A l'Assemblée nationale, Nicolas Grunitzky est nommé membre des commissions de la marine marchande et des pêches (1951), de la reconstruction et des dommages de guerre (1953-1954), des affaires étrangères (1954-1955) et de la production industrielle. Assez peu actif sur la plan parlementaire, le nouveau député intervient dans les débats qui intéressent directement les réformes institutionnelles au Togo. Après avoir obtenu en 1952 la suppression du double collège, il œuvre pendant plus de deux ans avec les sénateurs Ajavon et Zèle et le conseiller de l'Union française Mama, en faveur de l'aboutissement de ces réformes. Ainsi le 3 novembre 1954, après avoir dressé un tableau historique et politique de la situation au Togo, Nicolas Grunitzky précise-t-il à nouveau que « ce que demandent les populations togolaises, c'est une participation chaque jour plus grande et plus poussée dans la gestion des affaires de leur pays ». L'assemblée territoriale devrait devenir un véritable petit parlement local. Le 15 mars 1955, lors de la discussion en deuxième lecture de ce projet de loi relatif aux institutions territoriales et régionales du Togo, Nicolas Grunitzky regrette que le Conseil de la République ait cru devoir modifier le premier texte dans le sens d'une moindre démocratisation et d'un rétrécissement du champ d'action du futur conseil du gouvernement local, et il le regrette d'autant plus, précise-t-il, que l'Angleterre va proposer l'absorption du Togo sous sa tutelle par la Gold Coast (futur Ghana). Nicolas Grunitzky voit donc avec satisfaction le vote de la loi (en projet depuis décembre 1952) qui crée un conseil de gouvernement local et élargit les compétences de l'assemblée territoriale le 16 avril 1955, soit un an avant le vote de la loi-cadre Defferre. En novembre 1955, l'Assemblée nationale adopte une loi sur l'organisation municipale en Afrique qui autorise d'élever au statut de communes de plein exercice des villes au fur et à mesure de leur développement.
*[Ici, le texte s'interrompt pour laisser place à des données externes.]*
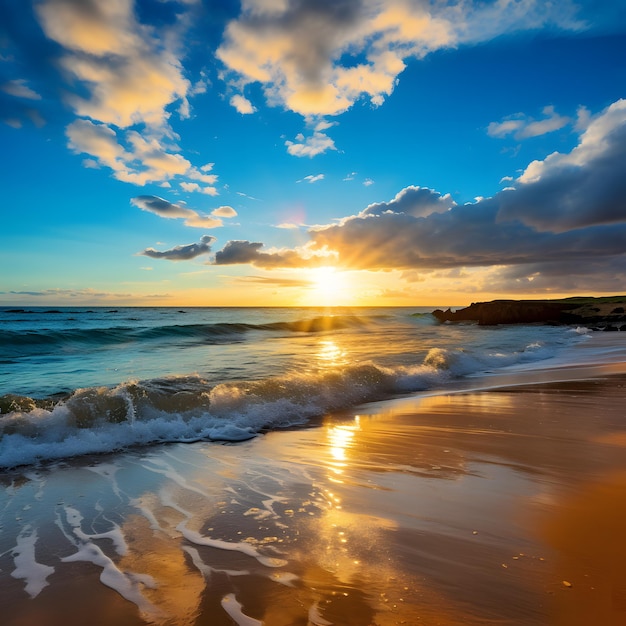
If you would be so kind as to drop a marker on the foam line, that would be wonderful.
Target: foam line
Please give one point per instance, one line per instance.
(26, 566)
(240, 546)
(233, 608)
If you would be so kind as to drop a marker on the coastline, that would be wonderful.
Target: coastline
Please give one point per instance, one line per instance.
(502, 504)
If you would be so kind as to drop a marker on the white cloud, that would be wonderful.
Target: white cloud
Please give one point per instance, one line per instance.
(184, 252)
(126, 76)
(19, 89)
(131, 74)
(170, 210)
(317, 143)
(224, 211)
(312, 178)
(319, 58)
(242, 105)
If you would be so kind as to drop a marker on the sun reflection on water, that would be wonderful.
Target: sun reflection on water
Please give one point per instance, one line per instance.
(330, 355)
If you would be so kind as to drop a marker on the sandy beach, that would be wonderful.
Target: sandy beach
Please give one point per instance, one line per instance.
(502, 506)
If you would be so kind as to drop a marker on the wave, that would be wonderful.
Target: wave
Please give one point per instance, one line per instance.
(189, 408)
(19, 341)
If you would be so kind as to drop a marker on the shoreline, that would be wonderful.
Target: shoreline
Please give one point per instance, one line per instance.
(496, 503)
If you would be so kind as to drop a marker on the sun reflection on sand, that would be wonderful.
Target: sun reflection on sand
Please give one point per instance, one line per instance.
(341, 439)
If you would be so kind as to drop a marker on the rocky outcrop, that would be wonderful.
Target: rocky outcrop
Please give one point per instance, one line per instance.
(587, 311)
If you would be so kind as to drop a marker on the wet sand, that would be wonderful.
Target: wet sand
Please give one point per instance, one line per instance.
(505, 506)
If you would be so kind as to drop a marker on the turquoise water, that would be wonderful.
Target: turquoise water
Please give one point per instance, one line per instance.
(84, 380)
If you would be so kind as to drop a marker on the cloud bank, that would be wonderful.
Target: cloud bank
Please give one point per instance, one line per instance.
(182, 253)
(564, 220)
(318, 57)
(163, 208)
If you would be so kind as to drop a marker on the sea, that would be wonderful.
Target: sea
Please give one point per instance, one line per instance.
(77, 381)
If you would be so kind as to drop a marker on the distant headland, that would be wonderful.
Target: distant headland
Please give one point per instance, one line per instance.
(605, 313)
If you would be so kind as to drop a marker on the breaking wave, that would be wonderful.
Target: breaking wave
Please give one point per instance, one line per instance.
(189, 408)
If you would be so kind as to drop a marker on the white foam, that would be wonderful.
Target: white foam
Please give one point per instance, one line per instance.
(315, 619)
(127, 584)
(233, 608)
(26, 566)
(237, 546)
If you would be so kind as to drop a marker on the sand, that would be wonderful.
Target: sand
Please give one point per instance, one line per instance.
(505, 506)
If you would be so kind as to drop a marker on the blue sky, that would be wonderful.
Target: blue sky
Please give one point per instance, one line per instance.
(284, 152)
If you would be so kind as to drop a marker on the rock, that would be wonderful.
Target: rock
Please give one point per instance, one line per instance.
(567, 311)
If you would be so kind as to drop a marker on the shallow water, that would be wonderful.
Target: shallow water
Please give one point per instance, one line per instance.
(77, 381)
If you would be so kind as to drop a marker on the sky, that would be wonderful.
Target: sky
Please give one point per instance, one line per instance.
(311, 152)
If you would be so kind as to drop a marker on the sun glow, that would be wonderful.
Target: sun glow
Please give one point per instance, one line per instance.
(329, 287)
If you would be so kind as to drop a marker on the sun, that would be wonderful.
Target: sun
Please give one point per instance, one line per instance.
(329, 287)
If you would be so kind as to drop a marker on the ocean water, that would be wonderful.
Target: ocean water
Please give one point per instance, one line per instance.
(78, 381)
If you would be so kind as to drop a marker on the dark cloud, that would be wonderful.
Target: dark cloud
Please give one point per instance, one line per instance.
(593, 275)
(569, 207)
(163, 208)
(182, 253)
(584, 188)
(415, 201)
Fort de ce bilan, Nicolas Grunitzky est reconduit dans son mandat de député en 1956. Seul candidat, il rassemble la totalité des suffrages exprimés. Membre de la Commission des affaires étrangères, il prend part en mars 1956 à la discussion du projet de loi-cadre concernant les territoires d'outre-mer présenté par Gaston Defferre. A cette occasion, il appelle à nouveau l'attention de l'Assemblée sur la nécessité de définir rapidement le statut futur du Togo eu égard à l'organisation d'un référendum le 9 mai dans le Togo placé sous tutelle anglaise. Il réclame l'autonomie interne dans l'Union française et se prononce à nouveau en faveur de l'unité des deux Togo. Il regrette que le futur statut du Togo soit défini par décret et non par une loi mais comprend la justification de faire vite. En août 1956, par décret, la République autonome du Togo fut créée. Avec l'accord des chefs du nord du pays, il devient le premier Premier ministre en 1956. Mais en 1958, le CUT l'emporte et Sylvanus Olympio devient le premier président de la République du Togo.
Renversé du pouvoir en 1967, Nicolas Grunitzky demande l'asile politique à la Côte-d'Ivoire. A l'occasion d'un séjour en France, il meurt à Paris, le 27 septembre 1969, à l'âge de 56 ans.